Kelly Shackelford is a lawyer and the president of Liberty Institute, “the nation’s largest legal organization dedicated solely to defending and restoring religious liberty in America.”
I am not a lawyer. I write on the internet.
Guess which one of us understands the law better?
In a piece for FOX News, where all legal scholars dream of being published, Shackelford offers his take on last week’s ruling in the Bladensburg Cross case, where the Court ruled 7-2 to allow a Giant Christian Cross/War Memorial to remain on public land because it’s been there for a really long time. Those 7 justices had very different reasons for permitting the display, but the dominant view, written by Justice Samuel Alito, was that even though this memorial was clearly a Christian symbol, the passage of time diluted its religious meaning. That’s why the local government could use taxpayer money to maintain it without running afoul of church/state separation.
Shackelford, however, seems to think the ruling means religious symbols can go up anywhere and everywhere.

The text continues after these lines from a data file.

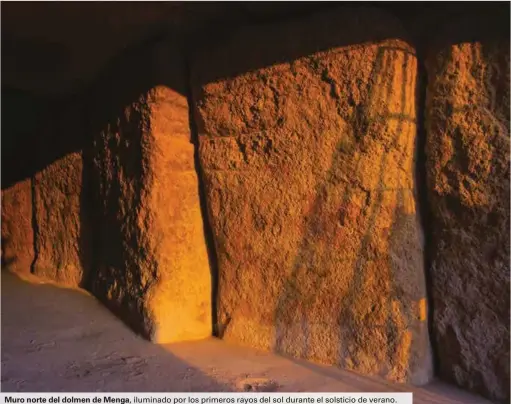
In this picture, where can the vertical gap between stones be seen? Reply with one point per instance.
(35, 227)
(424, 208)
(208, 232)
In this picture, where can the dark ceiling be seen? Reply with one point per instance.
(58, 47)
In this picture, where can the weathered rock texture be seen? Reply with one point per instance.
(17, 231)
(468, 175)
(307, 134)
(59, 216)
(153, 262)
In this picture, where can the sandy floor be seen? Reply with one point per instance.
(56, 339)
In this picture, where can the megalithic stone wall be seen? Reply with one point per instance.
(307, 132)
(152, 260)
(17, 230)
(467, 115)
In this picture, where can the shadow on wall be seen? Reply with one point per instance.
(103, 353)
(373, 288)
(103, 230)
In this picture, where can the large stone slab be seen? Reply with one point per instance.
(153, 267)
(17, 229)
(468, 175)
(307, 133)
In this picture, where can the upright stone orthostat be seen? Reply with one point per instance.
(467, 117)
(59, 216)
(17, 230)
(153, 264)
(307, 133)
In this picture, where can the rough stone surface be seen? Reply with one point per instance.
(307, 133)
(17, 231)
(153, 262)
(59, 215)
(468, 176)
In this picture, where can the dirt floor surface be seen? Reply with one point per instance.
(62, 340)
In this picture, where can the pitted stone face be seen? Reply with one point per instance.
(467, 117)
(308, 146)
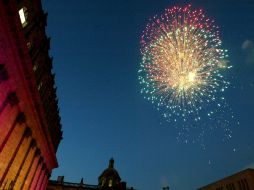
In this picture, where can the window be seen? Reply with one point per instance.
(23, 16)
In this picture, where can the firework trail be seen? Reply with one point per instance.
(182, 65)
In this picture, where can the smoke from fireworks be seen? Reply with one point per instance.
(182, 65)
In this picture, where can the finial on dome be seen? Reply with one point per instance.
(111, 163)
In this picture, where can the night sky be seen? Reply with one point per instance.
(96, 51)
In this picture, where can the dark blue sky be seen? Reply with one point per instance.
(95, 45)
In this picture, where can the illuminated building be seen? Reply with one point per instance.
(243, 180)
(30, 128)
(108, 180)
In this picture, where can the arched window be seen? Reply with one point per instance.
(23, 16)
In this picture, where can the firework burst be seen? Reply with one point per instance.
(182, 64)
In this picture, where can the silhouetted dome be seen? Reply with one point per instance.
(109, 177)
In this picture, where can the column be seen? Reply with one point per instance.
(43, 179)
(33, 175)
(44, 185)
(40, 176)
(25, 134)
(36, 153)
(32, 144)
(20, 119)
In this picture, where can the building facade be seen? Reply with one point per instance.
(243, 180)
(108, 180)
(30, 129)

… the justices of the Supreme Court have restored a commonsense understanding to the Establishment Clause of the First Amendment. In so doing, the Supreme Court has put an end to the mounting attacks on crosses, Stars of David, Nativity scenes and other displays of faith in public.

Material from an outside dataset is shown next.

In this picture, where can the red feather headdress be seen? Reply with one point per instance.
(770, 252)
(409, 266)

Americans need no longer fear reprisals against the display of the Ten Commandments, a Nativity scene or the national motto on government property.
No they haven’t. In fact, the justices even said that if the same Blandensburg Cross were put up today, it would likely fail a legal challenge. If a city council puts up a Nativity scene outside a courthouse in December, but closes the door to all other displays, or doesn’t surround it with non-Christian symbols as well, it would still be illegal.

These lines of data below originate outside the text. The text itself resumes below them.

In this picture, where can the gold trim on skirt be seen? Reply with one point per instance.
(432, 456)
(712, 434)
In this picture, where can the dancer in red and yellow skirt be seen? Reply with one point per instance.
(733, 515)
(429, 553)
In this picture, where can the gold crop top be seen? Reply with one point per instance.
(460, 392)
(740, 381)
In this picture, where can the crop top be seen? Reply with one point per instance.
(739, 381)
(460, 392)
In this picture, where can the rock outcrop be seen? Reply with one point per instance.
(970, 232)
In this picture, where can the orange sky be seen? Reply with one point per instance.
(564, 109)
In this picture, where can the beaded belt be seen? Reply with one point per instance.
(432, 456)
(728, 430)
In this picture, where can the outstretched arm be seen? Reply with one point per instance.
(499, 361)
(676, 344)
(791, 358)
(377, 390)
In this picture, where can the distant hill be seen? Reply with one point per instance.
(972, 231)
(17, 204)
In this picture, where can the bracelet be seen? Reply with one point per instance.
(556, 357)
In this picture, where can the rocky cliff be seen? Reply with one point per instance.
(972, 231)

There is no law that permits the endorsement of Christianity (or any other faith) by the government. Not now. Not ever.
One of the bright spots to the ruling is that it was limited in scope. Shackelford doesn’t seem to understand that distinction.
Nor does he understand the implications.
Indeed, this high court’s decision sets students and teachers free to pray on public school grounds during their free time.
That was always legal. No one ever said it’s not legal. Atheists have never tried to take that away from anyone. This is Church/State Separation 101.
It is fitting that a memorial to the men who died in the “war to end all wars,” now ends the war to end all memorials with religious shapes or symbols.
It does not end that “war.” The government still can’t put a cross on City Hall and call it a memorial.
Shackelford is taking a decision about a specific case and conflating it with a victory for Christian supremacy writ large.
It’s not even the first time he’s declared victory just by making up details. At the 2014 Values Voter Summit, he offered three examples of Christians being persecuted… all of which were exaggerations or flat-out lies.
Hey, when you’re a Christian, they just let you do it.